If you really need to build your code with 20 or 30 possible permutations, I doubt you’re going to be able to come up with a way to trigger that without being prompted somewhere to choose which of the 30 is the one you want to use right now.
Personally, if I had that sort of situation I would make a single build system with
variants in it, since likely the only thing that’s changing is the command line and most everything else is the same. Then a
Build With will prompt you for the one to use, and it will keep using that one until you tell it to pick another one by using
Build With again.
Alternately you could have a custom
target using a plugin that prompts you for build variables before it executes the build without too much effort. Arguably, being prompted for every build is way more disruptive than just picking it once from the menu or the variant panel though.
I have videos on all of those topics, which I’m not going to link here for your stated reasons above. In any case, I would agree with @rwols that what you want is some sort of extra external build tool to make your life better overall.

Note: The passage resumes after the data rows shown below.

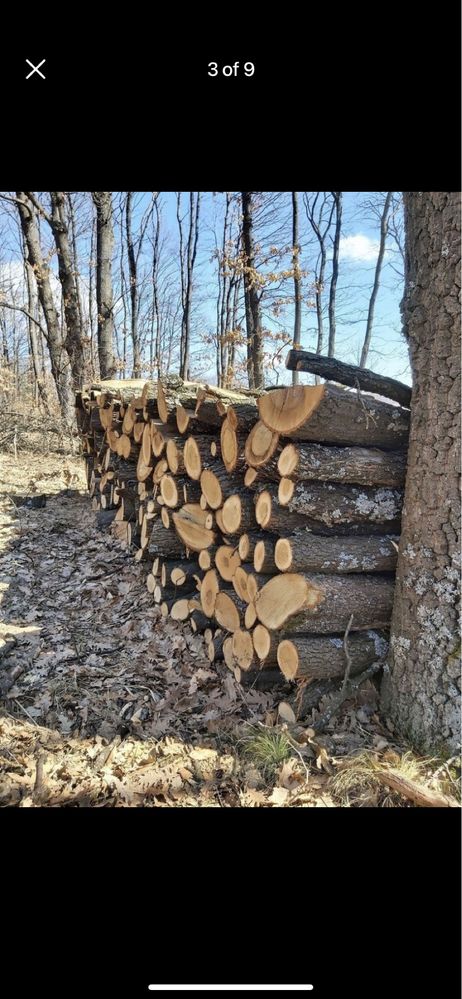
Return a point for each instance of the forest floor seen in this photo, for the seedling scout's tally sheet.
(104, 703)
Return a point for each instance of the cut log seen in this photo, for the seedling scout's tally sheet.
(164, 543)
(283, 596)
(183, 418)
(344, 417)
(194, 536)
(242, 649)
(179, 610)
(229, 444)
(229, 611)
(316, 658)
(237, 514)
(263, 558)
(193, 511)
(198, 621)
(196, 456)
(175, 457)
(334, 510)
(209, 590)
(250, 616)
(265, 644)
(369, 598)
(260, 445)
(227, 560)
(365, 466)
(343, 504)
(306, 552)
(286, 409)
(250, 477)
(349, 374)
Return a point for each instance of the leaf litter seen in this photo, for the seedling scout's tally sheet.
(104, 703)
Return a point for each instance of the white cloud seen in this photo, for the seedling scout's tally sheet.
(359, 248)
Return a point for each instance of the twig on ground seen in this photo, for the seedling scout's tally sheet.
(347, 655)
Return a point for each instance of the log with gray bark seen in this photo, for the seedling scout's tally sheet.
(349, 374)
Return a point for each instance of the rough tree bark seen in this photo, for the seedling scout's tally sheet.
(421, 685)
(132, 270)
(333, 284)
(59, 358)
(74, 333)
(252, 302)
(378, 271)
(297, 282)
(104, 245)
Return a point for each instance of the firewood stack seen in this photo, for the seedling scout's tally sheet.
(266, 520)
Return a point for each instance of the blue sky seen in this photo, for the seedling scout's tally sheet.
(358, 256)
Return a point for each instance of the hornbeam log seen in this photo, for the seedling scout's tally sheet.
(327, 414)
(238, 514)
(325, 502)
(339, 504)
(349, 374)
(227, 560)
(196, 455)
(369, 598)
(166, 544)
(229, 611)
(316, 658)
(305, 552)
(194, 536)
(265, 644)
(365, 466)
(242, 649)
(216, 484)
(260, 445)
(264, 558)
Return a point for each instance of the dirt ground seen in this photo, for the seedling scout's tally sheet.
(106, 704)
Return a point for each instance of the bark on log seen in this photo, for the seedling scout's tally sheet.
(271, 516)
(349, 374)
(337, 416)
(365, 466)
(338, 504)
(368, 597)
(305, 552)
(316, 658)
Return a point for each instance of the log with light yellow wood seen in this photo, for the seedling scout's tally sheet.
(332, 415)
(311, 657)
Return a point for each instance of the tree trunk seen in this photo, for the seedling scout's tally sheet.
(297, 281)
(252, 304)
(378, 270)
(104, 246)
(74, 333)
(305, 552)
(132, 270)
(349, 374)
(58, 355)
(333, 284)
(368, 597)
(421, 690)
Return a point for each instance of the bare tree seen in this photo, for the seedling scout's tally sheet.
(420, 691)
(337, 196)
(319, 211)
(133, 285)
(187, 261)
(104, 294)
(251, 297)
(297, 281)
(59, 357)
(378, 270)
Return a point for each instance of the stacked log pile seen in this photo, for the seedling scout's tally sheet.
(266, 521)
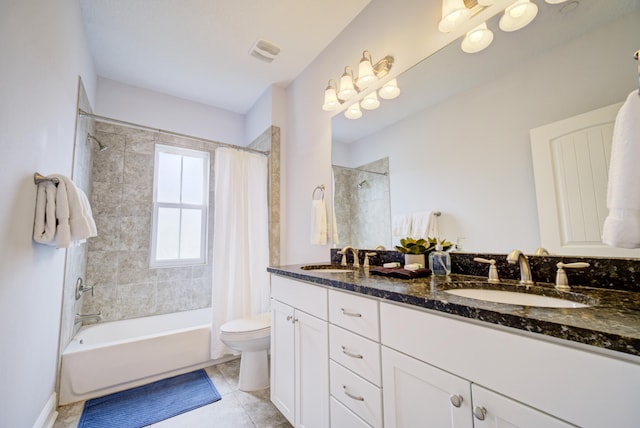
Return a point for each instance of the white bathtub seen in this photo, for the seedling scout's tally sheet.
(113, 356)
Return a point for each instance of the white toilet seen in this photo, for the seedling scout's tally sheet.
(252, 337)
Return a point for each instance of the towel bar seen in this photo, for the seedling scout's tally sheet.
(39, 178)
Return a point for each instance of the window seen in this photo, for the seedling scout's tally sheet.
(180, 202)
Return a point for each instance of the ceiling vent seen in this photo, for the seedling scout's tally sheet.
(264, 50)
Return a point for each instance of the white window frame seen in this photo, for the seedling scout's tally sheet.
(153, 261)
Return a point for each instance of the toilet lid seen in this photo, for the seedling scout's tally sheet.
(245, 325)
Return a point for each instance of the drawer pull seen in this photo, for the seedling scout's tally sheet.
(349, 354)
(353, 397)
(480, 412)
(456, 400)
(350, 314)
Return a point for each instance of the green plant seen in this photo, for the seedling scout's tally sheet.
(410, 245)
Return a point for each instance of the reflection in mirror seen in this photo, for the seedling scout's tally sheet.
(457, 138)
(362, 207)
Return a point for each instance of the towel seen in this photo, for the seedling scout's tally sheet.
(622, 225)
(44, 224)
(402, 225)
(63, 214)
(318, 222)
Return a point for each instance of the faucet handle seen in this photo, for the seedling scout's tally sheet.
(493, 270)
(366, 259)
(562, 282)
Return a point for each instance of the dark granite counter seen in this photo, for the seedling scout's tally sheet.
(612, 321)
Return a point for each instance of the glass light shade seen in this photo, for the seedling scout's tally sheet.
(370, 102)
(366, 76)
(518, 15)
(353, 112)
(390, 90)
(454, 12)
(331, 101)
(347, 90)
(477, 39)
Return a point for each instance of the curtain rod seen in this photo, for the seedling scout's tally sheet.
(172, 133)
(360, 170)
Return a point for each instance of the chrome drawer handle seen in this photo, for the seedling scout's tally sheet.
(350, 314)
(349, 354)
(353, 397)
(480, 412)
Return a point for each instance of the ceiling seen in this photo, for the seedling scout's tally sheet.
(199, 49)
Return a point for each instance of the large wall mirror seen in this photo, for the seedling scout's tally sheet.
(457, 138)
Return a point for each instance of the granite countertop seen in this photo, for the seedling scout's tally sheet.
(612, 321)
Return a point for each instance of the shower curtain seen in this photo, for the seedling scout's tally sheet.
(240, 240)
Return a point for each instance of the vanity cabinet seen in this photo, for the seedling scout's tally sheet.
(520, 380)
(299, 352)
(354, 366)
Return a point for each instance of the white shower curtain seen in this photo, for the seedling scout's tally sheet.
(240, 240)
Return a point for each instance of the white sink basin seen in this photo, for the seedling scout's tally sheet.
(514, 298)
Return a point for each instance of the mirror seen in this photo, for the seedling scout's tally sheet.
(457, 137)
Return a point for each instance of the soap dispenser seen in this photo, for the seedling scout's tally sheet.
(440, 262)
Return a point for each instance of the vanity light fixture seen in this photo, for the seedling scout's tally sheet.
(389, 90)
(477, 39)
(518, 15)
(454, 13)
(370, 102)
(353, 112)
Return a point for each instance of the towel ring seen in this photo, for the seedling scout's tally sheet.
(321, 188)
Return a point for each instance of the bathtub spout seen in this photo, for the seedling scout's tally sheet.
(87, 317)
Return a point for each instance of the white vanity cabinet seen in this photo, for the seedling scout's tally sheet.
(299, 352)
(354, 368)
(501, 378)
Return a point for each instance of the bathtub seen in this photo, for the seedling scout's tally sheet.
(113, 356)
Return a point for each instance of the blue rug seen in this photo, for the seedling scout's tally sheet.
(148, 404)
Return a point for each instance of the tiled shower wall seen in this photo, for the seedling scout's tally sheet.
(362, 205)
(118, 259)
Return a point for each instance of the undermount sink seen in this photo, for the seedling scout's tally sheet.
(515, 298)
(328, 268)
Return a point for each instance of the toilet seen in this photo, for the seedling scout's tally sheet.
(252, 337)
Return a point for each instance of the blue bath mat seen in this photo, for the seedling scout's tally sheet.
(148, 404)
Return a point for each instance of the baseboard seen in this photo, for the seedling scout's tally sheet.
(48, 414)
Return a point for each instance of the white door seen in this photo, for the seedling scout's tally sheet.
(312, 371)
(416, 394)
(492, 410)
(571, 168)
(282, 359)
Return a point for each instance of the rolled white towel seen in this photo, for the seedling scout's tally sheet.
(44, 223)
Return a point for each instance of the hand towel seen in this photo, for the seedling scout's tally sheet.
(318, 222)
(622, 225)
(44, 223)
(401, 226)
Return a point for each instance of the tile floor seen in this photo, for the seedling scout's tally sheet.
(237, 409)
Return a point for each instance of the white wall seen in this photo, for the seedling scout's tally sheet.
(470, 156)
(401, 28)
(43, 53)
(160, 111)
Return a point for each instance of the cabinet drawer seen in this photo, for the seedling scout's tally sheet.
(341, 417)
(355, 313)
(356, 353)
(306, 297)
(361, 397)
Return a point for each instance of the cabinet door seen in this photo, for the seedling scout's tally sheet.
(416, 394)
(312, 371)
(282, 359)
(497, 411)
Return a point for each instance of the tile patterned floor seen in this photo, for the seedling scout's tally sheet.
(237, 409)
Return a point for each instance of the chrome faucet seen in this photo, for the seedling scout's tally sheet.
(88, 317)
(343, 252)
(516, 256)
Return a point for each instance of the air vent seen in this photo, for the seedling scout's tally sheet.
(264, 50)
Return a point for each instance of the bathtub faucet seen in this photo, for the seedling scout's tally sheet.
(87, 317)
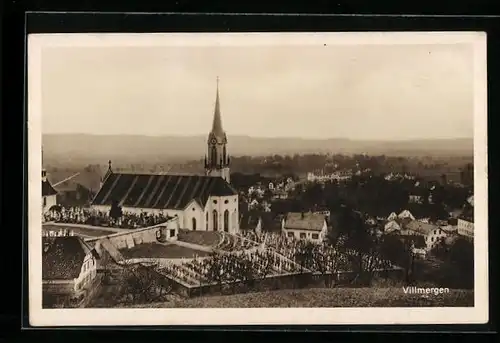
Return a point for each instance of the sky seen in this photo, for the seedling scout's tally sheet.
(380, 92)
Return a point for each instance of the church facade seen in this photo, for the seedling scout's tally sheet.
(201, 202)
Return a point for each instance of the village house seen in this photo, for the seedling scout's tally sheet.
(392, 226)
(309, 226)
(405, 214)
(392, 216)
(68, 267)
(465, 227)
(254, 204)
(433, 234)
(415, 199)
(49, 194)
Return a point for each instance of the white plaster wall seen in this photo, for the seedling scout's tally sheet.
(193, 210)
(219, 204)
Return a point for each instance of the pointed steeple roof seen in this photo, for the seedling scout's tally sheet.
(217, 122)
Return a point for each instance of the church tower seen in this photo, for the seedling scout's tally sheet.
(217, 159)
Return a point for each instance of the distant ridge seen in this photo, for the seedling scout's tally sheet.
(104, 147)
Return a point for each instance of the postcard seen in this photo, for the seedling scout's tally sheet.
(257, 178)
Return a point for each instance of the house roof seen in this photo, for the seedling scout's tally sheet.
(47, 189)
(111, 250)
(88, 179)
(467, 214)
(392, 225)
(271, 221)
(63, 257)
(421, 228)
(304, 221)
(249, 221)
(160, 191)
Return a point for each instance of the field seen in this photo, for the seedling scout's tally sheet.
(323, 297)
(84, 232)
(161, 251)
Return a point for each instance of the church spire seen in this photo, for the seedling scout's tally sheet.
(217, 122)
(44, 171)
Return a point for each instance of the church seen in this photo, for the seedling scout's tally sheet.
(201, 202)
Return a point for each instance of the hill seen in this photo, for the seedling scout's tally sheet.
(98, 148)
(324, 297)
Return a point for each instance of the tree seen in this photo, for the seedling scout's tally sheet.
(398, 249)
(362, 245)
(141, 284)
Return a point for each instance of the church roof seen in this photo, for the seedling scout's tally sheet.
(47, 189)
(160, 191)
(304, 221)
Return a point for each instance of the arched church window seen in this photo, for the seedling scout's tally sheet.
(234, 221)
(215, 220)
(226, 220)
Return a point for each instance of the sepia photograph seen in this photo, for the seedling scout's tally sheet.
(257, 178)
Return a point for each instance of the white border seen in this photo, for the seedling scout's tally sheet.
(243, 316)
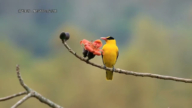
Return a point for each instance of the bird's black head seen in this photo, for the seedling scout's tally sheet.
(110, 38)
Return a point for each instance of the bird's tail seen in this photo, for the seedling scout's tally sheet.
(109, 75)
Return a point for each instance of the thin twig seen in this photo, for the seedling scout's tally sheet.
(46, 101)
(21, 80)
(129, 72)
(13, 96)
(22, 100)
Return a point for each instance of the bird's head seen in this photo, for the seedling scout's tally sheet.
(107, 38)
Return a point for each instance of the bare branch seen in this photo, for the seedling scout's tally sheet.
(46, 101)
(129, 72)
(13, 96)
(21, 80)
(22, 100)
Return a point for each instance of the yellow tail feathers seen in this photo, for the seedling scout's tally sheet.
(109, 75)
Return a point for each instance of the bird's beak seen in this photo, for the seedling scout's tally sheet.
(104, 38)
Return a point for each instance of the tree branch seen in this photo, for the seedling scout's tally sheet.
(30, 93)
(13, 96)
(22, 100)
(121, 71)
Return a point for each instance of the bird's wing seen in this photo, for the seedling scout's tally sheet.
(102, 55)
(117, 54)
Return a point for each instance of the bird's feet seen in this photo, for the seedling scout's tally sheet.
(113, 69)
(104, 67)
(87, 60)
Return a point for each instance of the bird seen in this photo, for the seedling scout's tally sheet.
(110, 53)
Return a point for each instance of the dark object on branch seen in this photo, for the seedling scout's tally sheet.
(64, 36)
(88, 54)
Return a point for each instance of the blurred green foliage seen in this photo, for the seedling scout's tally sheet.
(153, 36)
(59, 76)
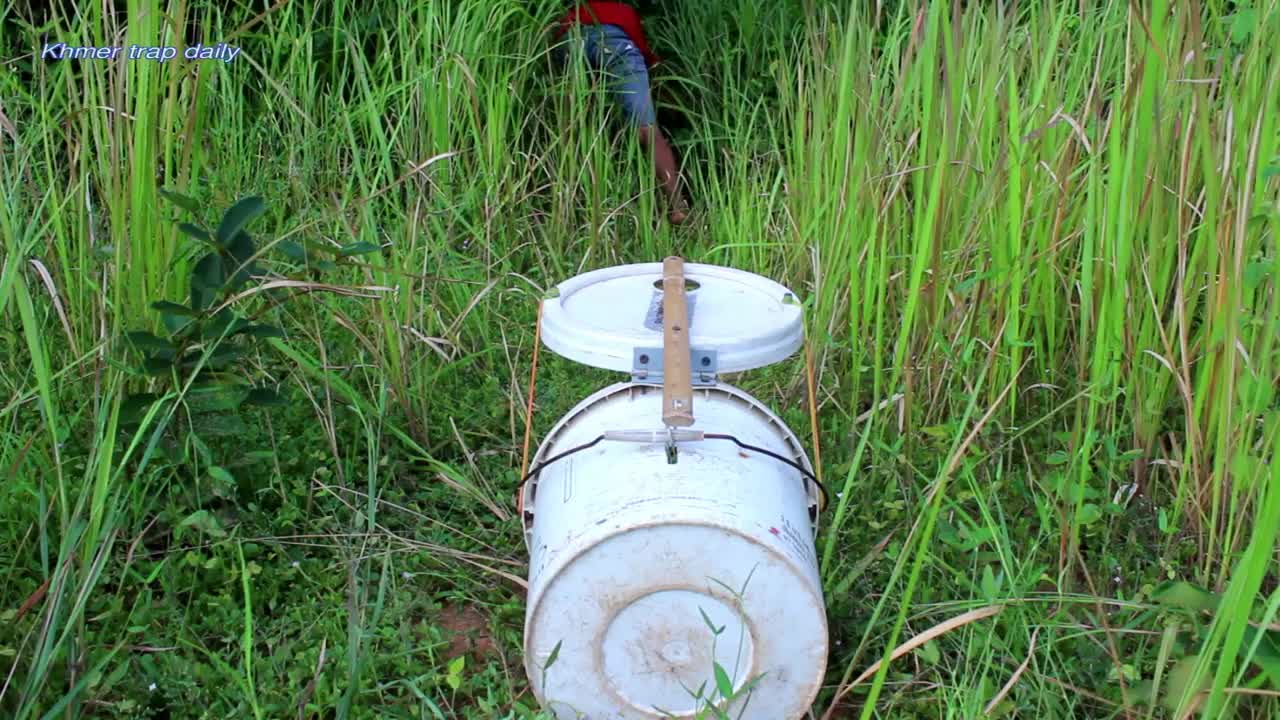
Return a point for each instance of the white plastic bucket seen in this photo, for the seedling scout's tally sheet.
(632, 560)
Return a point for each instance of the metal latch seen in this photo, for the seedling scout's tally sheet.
(647, 367)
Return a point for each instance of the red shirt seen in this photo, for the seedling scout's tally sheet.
(611, 14)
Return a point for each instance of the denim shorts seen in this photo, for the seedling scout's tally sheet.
(611, 50)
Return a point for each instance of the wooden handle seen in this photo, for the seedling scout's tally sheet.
(677, 393)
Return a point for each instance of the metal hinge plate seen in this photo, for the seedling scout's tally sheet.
(647, 367)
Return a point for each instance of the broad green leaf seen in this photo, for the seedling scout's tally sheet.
(988, 583)
(216, 424)
(206, 281)
(201, 522)
(173, 308)
(263, 331)
(215, 399)
(263, 396)
(181, 200)
(1089, 514)
(177, 324)
(237, 217)
(136, 405)
(1179, 680)
(293, 251)
(929, 652)
(197, 232)
(155, 365)
(241, 250)
(361, 247)
(224, 355)
(224, 322)
(321, 247)
(1185, 596)
(722, 683)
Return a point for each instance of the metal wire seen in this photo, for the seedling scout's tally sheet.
(808, 475)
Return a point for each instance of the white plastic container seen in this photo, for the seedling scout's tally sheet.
(634, 561)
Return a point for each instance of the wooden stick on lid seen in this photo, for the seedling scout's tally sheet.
(677, 393)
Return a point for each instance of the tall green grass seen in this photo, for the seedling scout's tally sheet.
(1037, 245)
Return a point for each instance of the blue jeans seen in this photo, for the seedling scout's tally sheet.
(611, 50)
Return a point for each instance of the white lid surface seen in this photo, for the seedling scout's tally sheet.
(599, 318)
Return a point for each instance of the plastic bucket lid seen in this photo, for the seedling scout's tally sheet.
(602, 317)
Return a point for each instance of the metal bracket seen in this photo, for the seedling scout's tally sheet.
(647, 367)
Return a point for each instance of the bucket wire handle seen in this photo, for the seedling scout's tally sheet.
(677, 393)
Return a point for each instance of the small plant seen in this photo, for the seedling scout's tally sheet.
(201, 361)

Any time switching from one project to another requires you to rewrite a
sublime-build file, that’s a signal that you’re probably thinking about things the wrong way. The instructions on how to build and run any particular project or file should be stored with that project and not as a configuration in your editor.
For this example, presume the use of
make as a tool (which is just one of many). For any particular project, you create a control file that tells
make exactly what steps to take, in what order, to compile, build, and/or run your code, as well as any other things you need.
For every project you create one, and then you just need a single
sublime-build that knows how to interface with that tool:
"file_regex": "^(..[^:\n]*):([0-9]+):?([0-9]+)?:? (.*)$",
"syntax": "Packages/Makefile/Make Output.sublime-syntax",
"keyfiles": ["Makefile", "makefile"],
"shell_cmd": "make clean"
So, by default it invokes
make, which finds the control file and does what it needs to do, and you can optionally get it to trigger a
clean. One single build, works for every project. And as an added benefit, your code projects also contain the instructions needed to build them, so if you share them with someone else there’s no mystery.
Or as another example, for
dotnet related programs I use this build:
"shell_cmd": "dotnet build",
"shell_cmd": "dotnet clean"
"shell_cmd": "dotnet run"
"name": "Run Interactive",
"shell_cmd": "dotnet run",
So, no matter what
dotnet project I’m in, this one single configured build works. I can just compile, clean up artifacts, build and then run, and even run interactively.